The funny thing-- not the funny thing is-- nothing-- none of that is funny. The interesting thing about that is they've been with us for the last 50% plus the last 10% correction. So those-- the client base is understanding that when the Federal Reserve chairperson looks into the camera and says, we're just printing money and now is not the time to worry about the deficits, they're coming to understand that-- you have significant sustainable declines when you have a need for money and no access to it.

We have a historic level of money for corporates and households. Of course, some are not doing well. This has been a terrible tragedy, this whole COVID-19 and small businesses. I know a lot of small business owners that are suffering. But from a macro standpoint, because of the Fed's move, there has been a historic level of excess liquidity.

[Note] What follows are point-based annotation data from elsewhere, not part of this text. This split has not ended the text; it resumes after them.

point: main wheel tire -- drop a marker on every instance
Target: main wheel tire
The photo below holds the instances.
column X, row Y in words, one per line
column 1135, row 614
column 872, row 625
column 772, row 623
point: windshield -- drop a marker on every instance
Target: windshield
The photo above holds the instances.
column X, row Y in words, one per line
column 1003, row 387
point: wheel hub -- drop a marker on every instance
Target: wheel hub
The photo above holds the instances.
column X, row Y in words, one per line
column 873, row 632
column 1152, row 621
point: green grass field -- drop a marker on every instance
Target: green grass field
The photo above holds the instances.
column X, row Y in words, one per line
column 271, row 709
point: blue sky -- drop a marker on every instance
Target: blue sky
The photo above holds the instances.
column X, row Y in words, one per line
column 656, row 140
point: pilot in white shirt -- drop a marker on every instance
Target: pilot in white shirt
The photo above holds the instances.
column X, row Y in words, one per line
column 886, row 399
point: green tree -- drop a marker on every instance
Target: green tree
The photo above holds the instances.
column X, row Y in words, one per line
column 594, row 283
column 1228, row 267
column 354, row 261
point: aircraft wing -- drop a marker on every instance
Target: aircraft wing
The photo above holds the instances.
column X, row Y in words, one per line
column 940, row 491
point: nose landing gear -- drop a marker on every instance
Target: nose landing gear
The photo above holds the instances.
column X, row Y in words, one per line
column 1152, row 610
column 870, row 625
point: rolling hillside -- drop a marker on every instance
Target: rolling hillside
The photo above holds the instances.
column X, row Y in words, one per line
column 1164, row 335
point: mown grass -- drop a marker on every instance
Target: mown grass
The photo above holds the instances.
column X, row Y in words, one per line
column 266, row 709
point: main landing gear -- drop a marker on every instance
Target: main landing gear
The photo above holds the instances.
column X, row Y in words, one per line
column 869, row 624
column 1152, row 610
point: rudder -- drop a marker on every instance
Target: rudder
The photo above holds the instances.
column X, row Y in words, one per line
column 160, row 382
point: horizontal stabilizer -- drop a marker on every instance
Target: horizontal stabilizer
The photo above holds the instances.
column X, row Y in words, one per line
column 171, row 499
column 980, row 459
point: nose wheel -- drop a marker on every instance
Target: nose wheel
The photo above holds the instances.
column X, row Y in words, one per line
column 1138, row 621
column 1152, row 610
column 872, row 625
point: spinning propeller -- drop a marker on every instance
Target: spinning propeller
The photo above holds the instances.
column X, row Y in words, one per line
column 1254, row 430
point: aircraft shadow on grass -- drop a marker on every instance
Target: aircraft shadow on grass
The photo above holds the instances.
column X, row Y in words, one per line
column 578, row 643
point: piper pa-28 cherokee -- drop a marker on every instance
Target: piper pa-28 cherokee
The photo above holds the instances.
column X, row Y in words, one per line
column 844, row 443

Where the-- where the client base is challenging me a little bit, just like you folks did, is what's with this global synchronized recovery, we're still not great, and it's choppy? And the answer is if you look at the market PMI data, if you look at the OECD, Organization of Economic Cooperation and Development data, we have inflected off of a historic period of weakness, and they're moving back in the positive direction, just like we have after every other recession.